Last year, more than 30,000 students in the Boston Public Schools rode 650 buses to 230 schools at a cost of $120 million. In hopes of spending less this year, the school system offered $15,000 in prize money in a contest that challenged competitors to reduce the number of buses. The winner, reports The Wall Street Journal (Aug. 12-13, 2017), was MIT’s Operations Research Center, which devised an algorithm that drops as many as 75 bus routes.

The school system says the plan, which will eliminate some bus-driver jobs, could save up to $5 million, 20,000 pounds of carbon emissions a day and 1 million bus miles each year. The computerized algorithm runs in about 30 minutes and replaces a manual system that in the past has taken transportation staff several weeks to complete. “They have been doing it manually many years,” said the MIT Center co-director. “Our whole running time is in minutes. If things change, we can re-optimize.”
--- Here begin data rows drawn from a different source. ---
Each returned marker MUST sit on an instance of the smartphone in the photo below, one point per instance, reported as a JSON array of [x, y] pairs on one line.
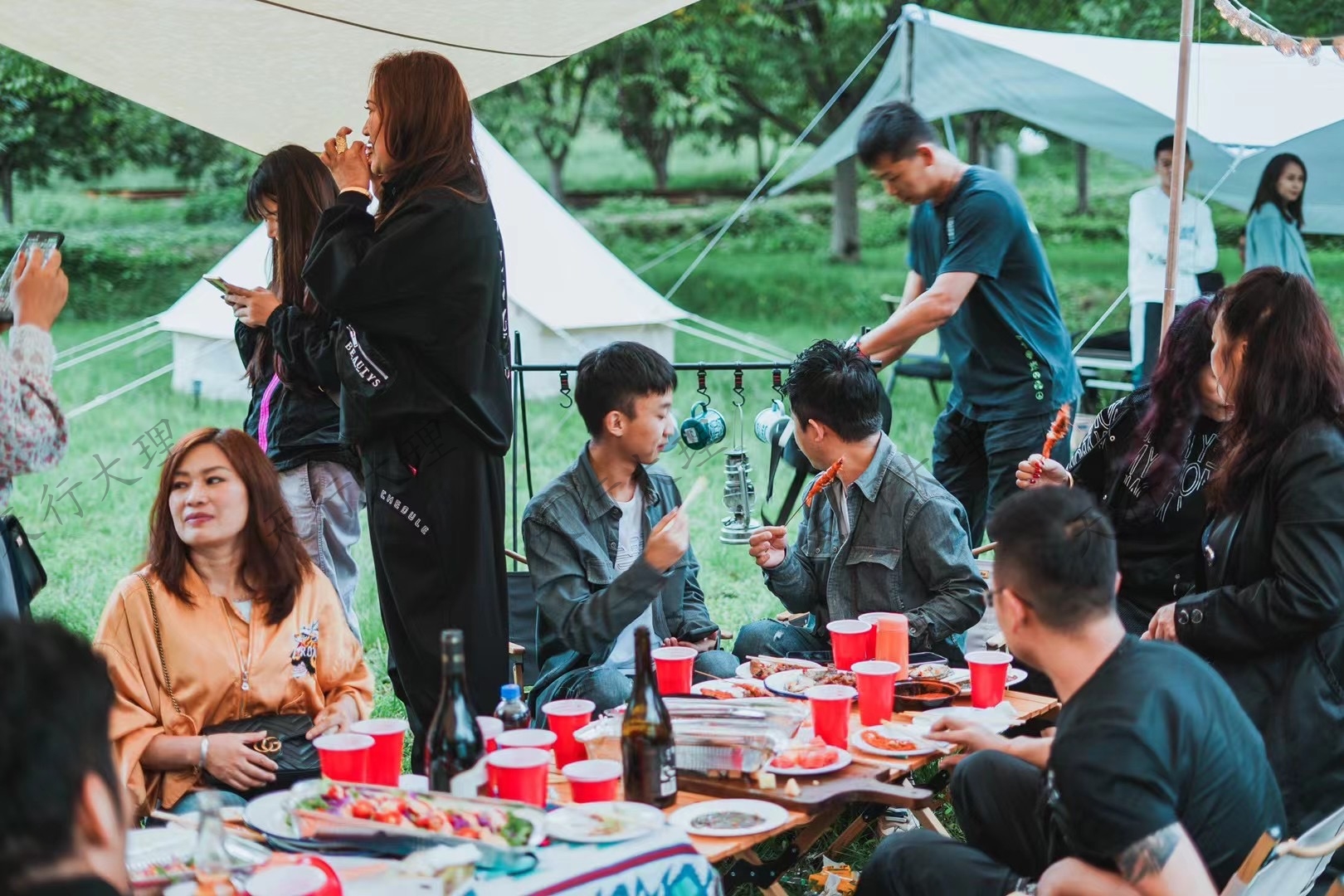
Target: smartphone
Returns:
[[47, 241]]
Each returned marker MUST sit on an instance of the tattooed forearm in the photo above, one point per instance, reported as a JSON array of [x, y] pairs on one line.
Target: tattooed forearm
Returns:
[[1149, 855]]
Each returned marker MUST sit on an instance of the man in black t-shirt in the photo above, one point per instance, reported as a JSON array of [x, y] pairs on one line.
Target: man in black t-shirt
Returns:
[[979, 275], [1155, 781]]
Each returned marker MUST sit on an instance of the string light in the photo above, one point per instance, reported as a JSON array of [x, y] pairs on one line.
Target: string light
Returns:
[[1253, 27]]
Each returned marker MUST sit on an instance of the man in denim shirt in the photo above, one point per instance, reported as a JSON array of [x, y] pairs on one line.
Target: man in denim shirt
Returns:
[[884, 536], [608, 544]]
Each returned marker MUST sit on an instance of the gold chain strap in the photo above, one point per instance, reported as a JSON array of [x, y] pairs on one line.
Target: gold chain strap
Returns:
[[158, 641]]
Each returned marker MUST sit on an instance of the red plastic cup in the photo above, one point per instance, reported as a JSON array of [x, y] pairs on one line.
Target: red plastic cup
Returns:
[[850, 642], [988, 677], [491, 728], [674, 668], [295, 879], [385, 762], [830, 713], [565, 718], [520, 774], [520, 739], [593, 781], [877, 689], [871, 644], [344, 757], [894, 642]]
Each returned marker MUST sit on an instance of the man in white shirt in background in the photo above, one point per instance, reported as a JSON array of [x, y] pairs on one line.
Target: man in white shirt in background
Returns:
[[1149, 218]]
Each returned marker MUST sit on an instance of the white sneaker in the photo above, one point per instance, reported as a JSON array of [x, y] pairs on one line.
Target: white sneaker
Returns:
[[897, 821]]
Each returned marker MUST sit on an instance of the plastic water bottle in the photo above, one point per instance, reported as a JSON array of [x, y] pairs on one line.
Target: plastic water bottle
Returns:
[[513, 711]]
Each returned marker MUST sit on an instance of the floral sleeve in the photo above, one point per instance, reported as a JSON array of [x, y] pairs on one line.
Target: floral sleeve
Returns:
[[32, 430]]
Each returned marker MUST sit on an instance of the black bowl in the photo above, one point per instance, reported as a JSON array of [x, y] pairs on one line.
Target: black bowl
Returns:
[[917, 696]]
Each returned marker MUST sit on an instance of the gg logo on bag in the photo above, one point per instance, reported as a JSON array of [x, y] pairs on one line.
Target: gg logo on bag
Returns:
[[268, 746]]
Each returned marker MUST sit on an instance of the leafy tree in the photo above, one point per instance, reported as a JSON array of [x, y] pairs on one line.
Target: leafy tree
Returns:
[[47, 123], [548, 108], [665, 85]]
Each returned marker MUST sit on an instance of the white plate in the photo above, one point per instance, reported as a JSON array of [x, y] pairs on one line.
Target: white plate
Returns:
[[778, 684], [576, 824], [995, 720], [270, 816], [726, 684], [745, 670], [845, 759], [771, 816], [962, 676], [923, 746]]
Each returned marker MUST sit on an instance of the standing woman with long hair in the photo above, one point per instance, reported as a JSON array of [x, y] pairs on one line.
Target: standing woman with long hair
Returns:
[[288, 345], [1272, 621], [425, 373], [1147, 461], [1274, 226]]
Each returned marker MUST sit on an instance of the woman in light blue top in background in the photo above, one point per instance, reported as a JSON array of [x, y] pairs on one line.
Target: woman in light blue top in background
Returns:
[[1274, 226]]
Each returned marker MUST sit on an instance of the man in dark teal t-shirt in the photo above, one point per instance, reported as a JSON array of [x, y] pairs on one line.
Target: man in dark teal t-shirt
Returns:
[[979, 275]]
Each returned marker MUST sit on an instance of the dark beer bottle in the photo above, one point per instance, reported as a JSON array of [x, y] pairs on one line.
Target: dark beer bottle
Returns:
[[647, 747], [453, 742]]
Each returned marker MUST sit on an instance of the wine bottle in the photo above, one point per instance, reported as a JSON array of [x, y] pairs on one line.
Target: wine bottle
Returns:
[[453, 742], [210, 859], [647, 746]]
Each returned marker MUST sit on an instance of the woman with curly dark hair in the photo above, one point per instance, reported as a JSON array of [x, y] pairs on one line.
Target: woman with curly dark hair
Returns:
[[1147, 460], [1272, 618]]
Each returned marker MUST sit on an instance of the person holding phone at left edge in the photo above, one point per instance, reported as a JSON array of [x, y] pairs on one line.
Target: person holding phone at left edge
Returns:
[[32, 429], [425, 373]]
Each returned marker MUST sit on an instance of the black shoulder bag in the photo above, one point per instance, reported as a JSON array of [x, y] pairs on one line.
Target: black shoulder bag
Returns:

The task of plotting school-bus routes resembles the classic exercise known as the Traveling Salesman Problem (TSP), where the goal is to find the shortest path through a series of cities, visiting each only once, before returning home. Although we don’t cover TSP in the written text, we do so in our MyOMLab Tutorial called Vehicle Scheduling & Routing.

Classroom discussion questions:

  1. Provide other applications of TSP.
  2. How does this scheduling problem differ from that of airlines scheduling planes and crew?